A 24-year-old University of Michigan graduate student has been charged with hacking into U-M's computer system and using the private usernames and passwords of more than 60 students and professors to forge e-mails and get copies of final exams.
Ning Ma was arraigned Friday on 23 felony charges related to unauthorized use of a computer and eavesdropping.
Among the fake e-mails Ma is accused of sending is one from a professor's account to a female student, telling the student she was failing a course. Ma then offered to tutor the student in hopes of obtaining sexual favors in return, the Michigan Attorney General's office said.
Ma also canceled a job interview for one student, obtained a credit card number and bank account and PIN number of another student, and got into network storage areas of two professors, giving him access to final exams and answer sheets, the attorney general's office said.
It doesn't appear initially that Ma ran up any charges on the credit card, Eastman said.
The charges date from August 2002 to April 2003.
Ma is in the financial engineering master's program, which falls under U-M's School of Engineering. The field of study combines economics, business and finance, industrial and operations engineering, electrical engineering and computer.
A native of China, Ma did not understand Magistrate George Parker's questions during his court hearing Friday. When Parker asked whether Ma wanted to stand mute or plead not guilty to the charges and whether he could afford to hire an attorney, Ma asked the magistrate to explain what he meant by standing mute. He also asked how to get an attorney, saying he was guilty of some of the charges but wanted to talk to a lawyer about the others.
Parker told him the court would help him find a lawyer.
Parker set bail at 10 percent of $1 million, ordered Ma to turn over his passport and scheduled a preliminary examination for Aug. 13. With feet shackled and wearing an orange jail jumpsuit, Ma was returned to jail after he was arraigned.
Ma was connected to the Internet via private Internet service provider Synergy Broadband.
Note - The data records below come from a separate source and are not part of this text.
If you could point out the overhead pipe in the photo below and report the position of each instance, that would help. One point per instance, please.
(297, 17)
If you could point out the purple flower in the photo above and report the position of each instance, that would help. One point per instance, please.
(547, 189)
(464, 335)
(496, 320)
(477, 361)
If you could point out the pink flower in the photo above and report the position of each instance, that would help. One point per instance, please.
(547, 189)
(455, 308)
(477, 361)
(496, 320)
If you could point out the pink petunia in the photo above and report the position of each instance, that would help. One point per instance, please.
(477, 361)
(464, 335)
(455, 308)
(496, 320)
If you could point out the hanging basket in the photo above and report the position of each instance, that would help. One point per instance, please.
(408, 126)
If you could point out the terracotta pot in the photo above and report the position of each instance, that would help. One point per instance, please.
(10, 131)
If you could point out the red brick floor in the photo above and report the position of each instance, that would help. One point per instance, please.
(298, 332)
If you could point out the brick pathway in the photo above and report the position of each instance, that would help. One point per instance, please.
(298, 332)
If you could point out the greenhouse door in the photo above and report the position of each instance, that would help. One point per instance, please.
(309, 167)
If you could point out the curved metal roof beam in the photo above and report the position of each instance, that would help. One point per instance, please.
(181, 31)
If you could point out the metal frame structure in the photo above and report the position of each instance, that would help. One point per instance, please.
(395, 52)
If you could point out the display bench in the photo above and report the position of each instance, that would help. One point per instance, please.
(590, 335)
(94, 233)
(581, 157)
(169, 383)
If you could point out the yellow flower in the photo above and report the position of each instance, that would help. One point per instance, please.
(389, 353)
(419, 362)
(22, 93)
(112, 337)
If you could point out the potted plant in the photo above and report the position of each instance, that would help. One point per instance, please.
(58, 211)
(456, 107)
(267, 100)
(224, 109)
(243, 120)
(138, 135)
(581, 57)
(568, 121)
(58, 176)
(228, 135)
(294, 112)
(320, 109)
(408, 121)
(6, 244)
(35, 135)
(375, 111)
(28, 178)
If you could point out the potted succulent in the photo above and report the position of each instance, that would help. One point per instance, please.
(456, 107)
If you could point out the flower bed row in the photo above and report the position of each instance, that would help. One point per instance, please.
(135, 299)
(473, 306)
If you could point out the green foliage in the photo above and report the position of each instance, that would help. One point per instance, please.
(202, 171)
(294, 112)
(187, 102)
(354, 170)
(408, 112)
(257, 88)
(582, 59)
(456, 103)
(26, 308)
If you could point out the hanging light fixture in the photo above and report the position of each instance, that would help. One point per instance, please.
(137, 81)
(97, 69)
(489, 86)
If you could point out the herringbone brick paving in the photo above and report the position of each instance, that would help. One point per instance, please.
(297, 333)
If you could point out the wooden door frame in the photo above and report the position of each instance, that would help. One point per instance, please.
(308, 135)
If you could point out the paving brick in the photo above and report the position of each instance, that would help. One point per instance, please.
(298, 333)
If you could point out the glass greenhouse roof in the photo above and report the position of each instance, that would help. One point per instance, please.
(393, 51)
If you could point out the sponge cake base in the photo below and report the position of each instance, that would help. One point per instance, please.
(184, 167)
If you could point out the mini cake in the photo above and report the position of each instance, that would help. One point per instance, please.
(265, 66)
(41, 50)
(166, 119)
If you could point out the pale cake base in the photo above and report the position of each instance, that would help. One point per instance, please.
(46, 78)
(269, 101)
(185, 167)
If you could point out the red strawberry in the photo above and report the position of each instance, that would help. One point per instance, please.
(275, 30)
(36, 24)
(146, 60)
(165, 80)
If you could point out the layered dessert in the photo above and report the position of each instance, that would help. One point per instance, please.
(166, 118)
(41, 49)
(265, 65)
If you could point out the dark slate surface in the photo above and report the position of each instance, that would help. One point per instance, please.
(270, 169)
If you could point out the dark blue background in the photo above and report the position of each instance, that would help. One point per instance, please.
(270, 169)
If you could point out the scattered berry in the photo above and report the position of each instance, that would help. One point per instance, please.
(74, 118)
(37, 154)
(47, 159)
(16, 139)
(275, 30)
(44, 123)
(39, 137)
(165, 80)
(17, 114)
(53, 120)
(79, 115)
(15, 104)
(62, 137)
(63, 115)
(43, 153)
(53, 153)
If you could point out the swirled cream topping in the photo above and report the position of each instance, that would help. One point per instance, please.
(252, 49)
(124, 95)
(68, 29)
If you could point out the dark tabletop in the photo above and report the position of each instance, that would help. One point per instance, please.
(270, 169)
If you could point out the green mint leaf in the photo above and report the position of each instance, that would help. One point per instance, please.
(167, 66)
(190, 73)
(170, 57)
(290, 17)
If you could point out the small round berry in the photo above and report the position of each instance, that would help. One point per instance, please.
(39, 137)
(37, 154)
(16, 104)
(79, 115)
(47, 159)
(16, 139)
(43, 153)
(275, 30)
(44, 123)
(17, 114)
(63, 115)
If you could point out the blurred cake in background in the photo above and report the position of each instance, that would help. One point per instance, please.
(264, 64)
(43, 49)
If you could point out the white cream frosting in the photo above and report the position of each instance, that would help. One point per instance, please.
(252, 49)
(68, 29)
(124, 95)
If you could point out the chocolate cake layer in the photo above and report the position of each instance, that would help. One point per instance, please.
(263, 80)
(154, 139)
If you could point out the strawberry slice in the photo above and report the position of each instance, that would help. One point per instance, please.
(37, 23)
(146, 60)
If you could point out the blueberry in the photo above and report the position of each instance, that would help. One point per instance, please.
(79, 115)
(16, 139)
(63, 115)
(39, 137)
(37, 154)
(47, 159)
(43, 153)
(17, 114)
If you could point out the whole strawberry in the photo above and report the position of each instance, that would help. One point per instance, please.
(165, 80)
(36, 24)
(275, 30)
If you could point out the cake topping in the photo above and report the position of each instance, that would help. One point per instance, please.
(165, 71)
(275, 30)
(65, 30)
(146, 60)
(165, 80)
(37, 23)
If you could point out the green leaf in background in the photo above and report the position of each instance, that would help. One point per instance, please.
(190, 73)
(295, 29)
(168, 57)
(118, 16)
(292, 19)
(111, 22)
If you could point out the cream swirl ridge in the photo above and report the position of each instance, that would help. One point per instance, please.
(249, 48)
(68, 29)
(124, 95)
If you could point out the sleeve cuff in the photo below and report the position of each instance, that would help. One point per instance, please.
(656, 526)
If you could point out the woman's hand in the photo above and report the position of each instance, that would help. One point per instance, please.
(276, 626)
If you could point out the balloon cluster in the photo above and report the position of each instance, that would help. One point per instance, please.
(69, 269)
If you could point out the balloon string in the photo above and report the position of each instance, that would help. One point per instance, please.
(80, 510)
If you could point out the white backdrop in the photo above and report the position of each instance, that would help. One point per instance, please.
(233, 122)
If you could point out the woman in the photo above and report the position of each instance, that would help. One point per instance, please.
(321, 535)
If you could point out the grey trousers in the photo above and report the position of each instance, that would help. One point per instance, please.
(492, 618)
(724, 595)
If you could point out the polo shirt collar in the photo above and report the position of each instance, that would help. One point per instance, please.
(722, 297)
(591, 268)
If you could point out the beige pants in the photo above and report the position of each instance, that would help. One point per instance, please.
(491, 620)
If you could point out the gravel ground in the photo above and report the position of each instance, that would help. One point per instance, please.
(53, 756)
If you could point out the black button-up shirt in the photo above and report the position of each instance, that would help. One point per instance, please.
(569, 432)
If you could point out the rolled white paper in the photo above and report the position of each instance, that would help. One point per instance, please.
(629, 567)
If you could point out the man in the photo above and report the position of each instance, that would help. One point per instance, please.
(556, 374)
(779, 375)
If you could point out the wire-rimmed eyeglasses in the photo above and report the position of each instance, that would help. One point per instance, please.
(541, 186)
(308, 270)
In June, investigators searched Synergy's files to confirm Ma's Internet protocol, or IP, address. An IP address identifies a sender or a recipient of information that is sent in packets across the Internet. Officials say an IP address suspected in several of the cyber frauds matched one designated to Ma's Internet connection at his room in University Towers.
The formal list of charges against Ma is 16 counts of unauthorized access to a computer, computer system or computer network, a five-year felony; five counts of eavesdropping, a two-year felony; and one count each of unlawful possession of an eavesdropping device, a two-year felony, and using a computer to commit a crime, a four-year felony.